November 26, 2014

Elasticsearch Upgrade Guide as Seen by the Client

UPDATE: This article refers to our hosted Elasticsearch offering by an older name, Found. Please note that Found is now known as Elastic Cloud.

Upgrading a system is one thing. Usually it involves taking a backup, doing the upgrade and then verifying everything is OK. Upgrading a system that your software depends on can be quite a different experience. In particular when the task is long overdue.

Introduction

I have written this guide to help you get an overview of which changes to expect (to your system) when getting ready for a new Elasticsearch version. I cannot guarantee it’s entirely complete, for that you will have to consult the release notes, but it should provide a good start for most scenarios. As always, no amount of planning can make up for not testing before going into production.

Versions, Big and Small

At the time of this writing, there are 109 different versions of Elasticsearch published. This might seem daunting, but a lot of them are compatible with one another. Elasticsearch uses a versioning scheme with three numbers, A.B.C. A denotes the major version, B denotes the feature version of that major version and finally C denotes the bug fix version of the feature version.

The idea behind this versioning scheme is that upgrading to the latest bug fix version of a given feature version should be safe for most users. A breaking change in a bug fix release usually will have a straightforward workaround. Also, within one major version, Elasticsearch does its best to ensure that different versions are capable of communicating, making it possible to upgrade without stopping the cluster.

Get to Know Your Own System First

It might seem pedantic to say this, but people work at different levels of abstractions and most people who use old Elasticsearch versions have had to prioritize other things for a while.

Client Library and Connection Method

Most people connect to Elasticsearch over HTTP - or the REST interface as it is often referred to - but if your client is written in Java or another language running on the Java Virtual Machine you may very well use the transport protocol. There also people connecting with Thrift or even Memcached.

HTTP

One of the big advantages of using HTTP is the technology independence of the protocol. What this means when upgrading to a newer Elasticsearch version is that your old client will still be able to connect to the new Elasticserach version. That said, there might still be differences in URL’s, the query DSL and other features requiring changes to your client, but you’re safe to move on to the next section.

Java Transport

If your’re using the Java Transport you should upgrade the client library to match the new Elasticsearch version. Even if it’s just a minor bug fix some of the bugs could be on the client side. For larger version upgrades there is also a risk the old client will refuse to connect to a newer cluster.

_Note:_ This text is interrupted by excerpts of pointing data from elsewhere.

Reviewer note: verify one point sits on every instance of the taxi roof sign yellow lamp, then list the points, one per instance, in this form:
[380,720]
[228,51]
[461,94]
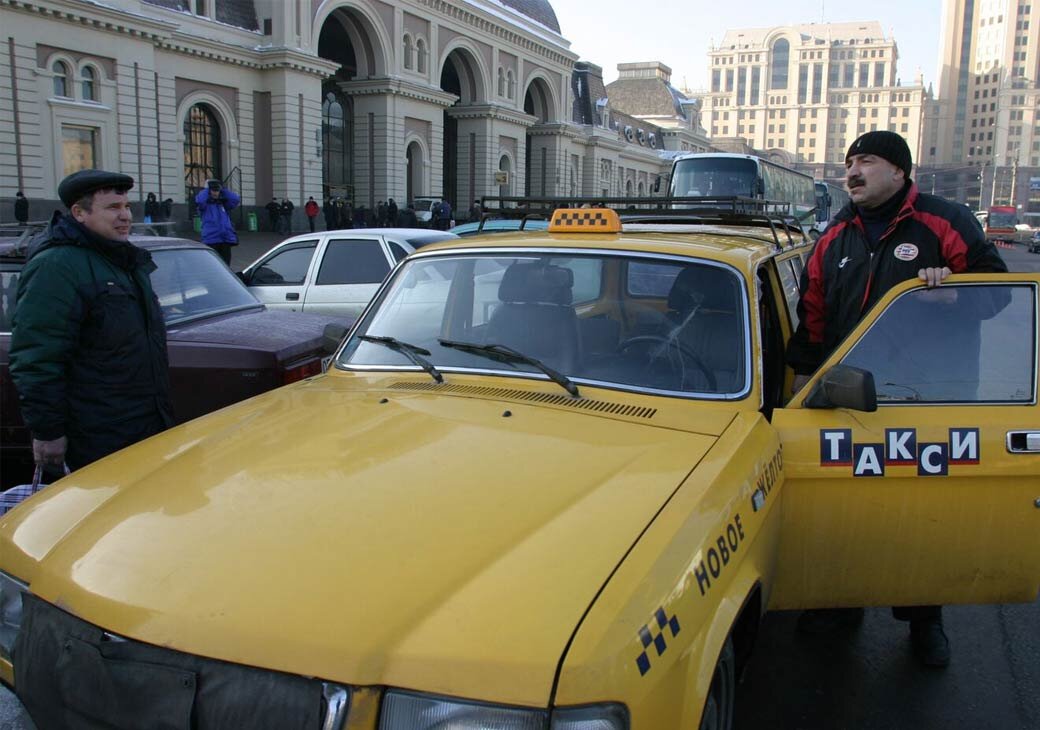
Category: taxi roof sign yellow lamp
[585,220]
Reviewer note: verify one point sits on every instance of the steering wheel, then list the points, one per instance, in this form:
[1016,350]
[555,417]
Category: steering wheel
[670,342]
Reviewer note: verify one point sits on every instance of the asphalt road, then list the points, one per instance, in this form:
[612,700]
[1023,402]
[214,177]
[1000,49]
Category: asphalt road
[864,678]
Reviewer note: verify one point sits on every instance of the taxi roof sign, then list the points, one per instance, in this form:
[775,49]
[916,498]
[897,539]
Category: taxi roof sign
[585,220]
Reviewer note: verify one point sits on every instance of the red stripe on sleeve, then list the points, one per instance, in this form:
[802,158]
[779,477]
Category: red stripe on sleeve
[955,251]
[812,300]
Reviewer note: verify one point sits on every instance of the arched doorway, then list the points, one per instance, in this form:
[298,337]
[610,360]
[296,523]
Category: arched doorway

Most of the time, upgrading the client is as simple as changing a jar dependency, but sometimes refactoring will be required. Most of the time the refactoring is really straight forward, like updating package names in your imports.

Other Connection Methods

For other connection methods like Thrift and Memcached you will have to consult the documentation of the plugin enabling that connection.

Queries Used

After making sure your client is able to connect to the new Elasticsearch version, it is time to verify that your queries are compatible. Dig through the source of your client and create an example query in DSL syntax for every query type you have. If your client already implements the queries with the DSL this will mostly be cut and paste. The transport client on the other hand uses a query builder that in syntax is rather different from the query DSL. The solution is to execute the toString() method like the below example:

System.<span class="fu">out</span>.<span class="fu">println</span>(org.<span class="fu">elasticsearch</span>.<span class="fu">index</span>.<span class="fu">query</span>.<span class="fu">QueryBuilders</span>.<span class="fu">matchQuery</span>(<span class="st">"myField"</span>, <span class="st">"Hello SearchString!"</span>).<span class="fu">toString</span>());

Having these example queries is beneficial for two reasons: first, it provides good documentation for the features in Elasticsearch that you rely on and second, it makes it easy to test them against the new version.

Plugins

Compile a list of installed plugins in your cluster and check if they also require upgrading. If that is the case, then you should also check their release notes for breaking changes.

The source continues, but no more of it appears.